February 11, 2026. Narendra Modi Stadium, Ahmedabad. ICC Men’s T20 World Cup 2026, Group D, Match 13. South Africa set 187/6 in 20 overs. Ryan Rickelton scores 61. Quinton de Kock contributes a fifty. Afghanistan, needing 188, reach the final over needing a handful. The match ties at 187 all. First Super Over. Afghanistan score 17. South Africa also score 17. Still tied.
Second Super Over. David Miller hits 16 off 4 deliveries. South Africa post 23 runs. Afghanistan need 24. They reach 19/2. South Africa win by 4 runs on the final ball of the second Super Over. 7.3 million people watched the match highlights on YouTube within three days.
Most cricket databases classify this as a “South Africa win” which is true. What they don’t tell you is that Afghanistan tied a T20I against South Africa for the first time in history, then tied the first Super Over, then pushed South Africa to the absolute final ball of a second Super Over in a World Cup group match at the world’s largest cricket stadium.
And in the 2024 ODI series just five months earlier Afghanistan won 2-1, including a 177-run demolition of South Africa on the same UAE subcontinental soil. The same two nations. Complete T20I format dominance by South Africa. Complete ODI format shock reversal by Afghanistan. This is the most format-split bilateral rivalry in modern cricket.
Head-to-Head Snapshot: South Africa vs Afghanistan (2026)
| Format | Matches | SA Wins | AFG Wins | Tied |
|---|---|---|---|---|
| T20Is | 4 | 4 | 0 | 0 (though 2 Super Overs in 2026) |
| ODIs | 5 | 3 | 2 | 0 |
| Tests | 0 | — | — | — |
| ODI WC matches | 2 | 2 (9 wkts each time) | 0 | — |
| T20 WC matches | 3 | 3 | 0 | — |
South Africa are 4-0 in T20Is and have never lost a T20 WC match to Afghanistan. Afghanistan have beaten South Africa twice in ODIs including a 177-run victory and won a bilateral ODI series 2-1 in 2024.
The Central Paradox
In T20Is: South Africa’s 4-0 record against Afghanistan includes a 9-wicket win in a T20 WC semi-final (2024), a 59-run win (2010), a 37-run win (2016), and a double-Super-Over thriller (2026).
In ODIs: South Africa’s 3-2 aggregate was 3-0 before September 2024. Then Afghanistan beat South Africa twice in a 3-match series, including by 177 runs.
This format paradox exists because of one structural fact: Afghanistan’s bowling particularly Rashid Khan’s leg-spin and Fazalhaq Farooqi’s left-arm swing operates fundamentally differently in different format conditions. In T20Is, South Africa’s explosive batting (Miller, de Kock, Rickelton, Brevis) can absorb a Rashid-over-containing phase and still post 170+. In ODIs at subcontinental conditions (UAE, low bounce, slow turn), Afghanistan’s spin attack gets 50 overs to build pressure and South Africa’s batting, which is built for pace conditions and big boundary grounds, collapses.
Afghanistan and South Africa have never played a Test match.
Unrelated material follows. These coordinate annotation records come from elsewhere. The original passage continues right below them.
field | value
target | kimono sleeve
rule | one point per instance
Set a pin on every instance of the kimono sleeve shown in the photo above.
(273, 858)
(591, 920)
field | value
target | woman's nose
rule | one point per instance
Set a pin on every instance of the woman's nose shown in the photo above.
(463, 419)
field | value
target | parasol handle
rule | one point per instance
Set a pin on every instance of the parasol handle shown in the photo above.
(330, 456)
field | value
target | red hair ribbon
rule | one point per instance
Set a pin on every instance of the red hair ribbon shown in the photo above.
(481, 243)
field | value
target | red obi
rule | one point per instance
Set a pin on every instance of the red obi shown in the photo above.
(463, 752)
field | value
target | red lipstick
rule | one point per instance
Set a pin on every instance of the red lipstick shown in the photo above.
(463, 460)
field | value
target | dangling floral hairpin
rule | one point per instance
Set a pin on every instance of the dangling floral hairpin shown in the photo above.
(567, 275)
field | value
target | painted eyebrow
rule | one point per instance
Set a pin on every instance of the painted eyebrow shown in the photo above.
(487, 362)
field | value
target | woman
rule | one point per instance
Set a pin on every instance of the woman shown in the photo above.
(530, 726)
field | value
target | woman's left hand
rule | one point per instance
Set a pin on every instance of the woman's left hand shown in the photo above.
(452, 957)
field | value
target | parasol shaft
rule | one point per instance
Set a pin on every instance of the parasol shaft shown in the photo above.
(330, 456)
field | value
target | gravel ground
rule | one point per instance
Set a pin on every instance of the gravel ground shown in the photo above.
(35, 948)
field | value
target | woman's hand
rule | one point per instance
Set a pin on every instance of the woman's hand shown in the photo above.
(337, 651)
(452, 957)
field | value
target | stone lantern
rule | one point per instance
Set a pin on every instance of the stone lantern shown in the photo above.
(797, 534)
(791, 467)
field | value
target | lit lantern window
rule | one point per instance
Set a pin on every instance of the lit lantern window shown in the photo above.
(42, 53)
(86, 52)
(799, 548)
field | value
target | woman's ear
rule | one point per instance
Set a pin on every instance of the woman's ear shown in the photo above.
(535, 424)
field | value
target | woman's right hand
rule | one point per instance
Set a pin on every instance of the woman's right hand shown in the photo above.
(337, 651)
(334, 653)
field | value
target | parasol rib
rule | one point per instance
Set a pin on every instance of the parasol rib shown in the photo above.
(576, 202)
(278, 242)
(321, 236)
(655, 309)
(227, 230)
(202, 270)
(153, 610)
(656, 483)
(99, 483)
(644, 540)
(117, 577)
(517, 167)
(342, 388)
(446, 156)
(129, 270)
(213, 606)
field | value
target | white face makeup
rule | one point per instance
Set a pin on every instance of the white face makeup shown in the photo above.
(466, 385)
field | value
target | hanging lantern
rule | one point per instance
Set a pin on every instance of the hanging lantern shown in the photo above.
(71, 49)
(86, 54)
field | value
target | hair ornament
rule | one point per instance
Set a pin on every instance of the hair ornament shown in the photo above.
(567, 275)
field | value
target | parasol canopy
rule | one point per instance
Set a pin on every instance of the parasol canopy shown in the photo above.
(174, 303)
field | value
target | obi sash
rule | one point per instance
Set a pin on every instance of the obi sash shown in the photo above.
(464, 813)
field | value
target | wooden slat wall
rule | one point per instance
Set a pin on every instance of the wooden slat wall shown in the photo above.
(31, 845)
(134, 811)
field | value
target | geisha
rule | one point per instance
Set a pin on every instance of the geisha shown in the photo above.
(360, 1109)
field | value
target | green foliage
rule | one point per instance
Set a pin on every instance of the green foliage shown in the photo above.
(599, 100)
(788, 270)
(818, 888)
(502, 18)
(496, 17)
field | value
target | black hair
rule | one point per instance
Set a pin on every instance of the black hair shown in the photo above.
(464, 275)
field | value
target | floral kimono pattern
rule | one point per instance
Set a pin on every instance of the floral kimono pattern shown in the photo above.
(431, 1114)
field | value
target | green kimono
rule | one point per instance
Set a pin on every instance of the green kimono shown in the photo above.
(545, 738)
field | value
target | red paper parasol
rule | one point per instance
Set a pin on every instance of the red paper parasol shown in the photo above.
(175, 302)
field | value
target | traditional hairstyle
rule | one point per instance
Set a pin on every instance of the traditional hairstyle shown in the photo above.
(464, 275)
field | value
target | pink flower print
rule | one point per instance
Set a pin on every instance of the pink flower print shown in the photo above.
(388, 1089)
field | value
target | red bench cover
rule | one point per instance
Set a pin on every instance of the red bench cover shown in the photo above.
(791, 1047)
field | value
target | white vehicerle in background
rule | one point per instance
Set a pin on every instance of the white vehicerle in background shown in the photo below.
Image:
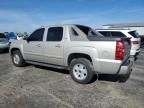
(135, 39)
(77, 48)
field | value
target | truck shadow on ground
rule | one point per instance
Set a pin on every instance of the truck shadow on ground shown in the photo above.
(101, 77)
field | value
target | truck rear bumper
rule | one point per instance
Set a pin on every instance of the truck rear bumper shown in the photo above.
(126, 68)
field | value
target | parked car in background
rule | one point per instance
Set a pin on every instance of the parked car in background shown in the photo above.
(135, 38)
(4, 42)
(12, 36)
(80, 49)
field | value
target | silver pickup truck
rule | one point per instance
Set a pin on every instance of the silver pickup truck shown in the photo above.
(78, 48)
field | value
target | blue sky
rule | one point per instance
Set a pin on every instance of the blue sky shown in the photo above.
(26, 15)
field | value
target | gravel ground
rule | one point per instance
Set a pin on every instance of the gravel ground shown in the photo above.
(39, 87)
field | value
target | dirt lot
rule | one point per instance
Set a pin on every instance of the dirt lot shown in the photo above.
(39, 87)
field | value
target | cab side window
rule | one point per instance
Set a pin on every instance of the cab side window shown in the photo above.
(37, 35)
(117, 34)
(55, 34)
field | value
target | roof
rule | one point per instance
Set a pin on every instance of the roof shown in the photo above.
(140, 24)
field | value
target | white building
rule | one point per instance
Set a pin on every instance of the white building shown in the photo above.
(139, 27)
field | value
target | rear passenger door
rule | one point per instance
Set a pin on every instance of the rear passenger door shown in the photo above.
(53, 46)
(33, 46)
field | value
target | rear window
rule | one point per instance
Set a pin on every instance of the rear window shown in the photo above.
(2, 35)
(88, 31)
(134, 34)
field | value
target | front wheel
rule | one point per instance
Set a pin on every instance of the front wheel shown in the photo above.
(81, 70)
(17, 59)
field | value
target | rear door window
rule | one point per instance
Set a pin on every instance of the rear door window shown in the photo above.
(134, 34)
(105, 33)
(37, 35)
(2, 35)
(55, 34)
(117, 34)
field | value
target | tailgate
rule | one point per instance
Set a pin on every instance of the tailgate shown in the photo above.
(135, 46)
(127, 44)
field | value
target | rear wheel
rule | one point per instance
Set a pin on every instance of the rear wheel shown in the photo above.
(17, 58)
(81, 70)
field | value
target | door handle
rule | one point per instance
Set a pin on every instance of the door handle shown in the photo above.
(58, 45)
(38, 45)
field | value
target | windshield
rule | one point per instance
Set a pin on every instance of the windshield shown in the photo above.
(2, 35)
(134, 34)
(89, 31)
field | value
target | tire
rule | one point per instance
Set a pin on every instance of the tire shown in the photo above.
(81, 70)
(17, 59)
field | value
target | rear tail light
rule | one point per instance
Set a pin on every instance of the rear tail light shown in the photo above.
(120, 50)
(135, 42)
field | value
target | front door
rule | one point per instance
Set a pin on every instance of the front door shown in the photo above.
(53, 46)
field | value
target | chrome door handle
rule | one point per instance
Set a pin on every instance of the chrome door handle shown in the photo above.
(38, 45)
(58, 45)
They have never played an ODI series outside UAE/subcontinental conditions. The entire character of this rivalry has been defined by two things: ICC T20 tournament knockout pressure (where SA always win) and subcontinental ODI surfaces (where Afghanistan win). Until these two teams play each other in South Africa, or Afghanistan play in a home-conditions tournament, the format split will persist indefinitely.
Phase 1: First Meetings: ICC Tournament Cricket (2010–2023)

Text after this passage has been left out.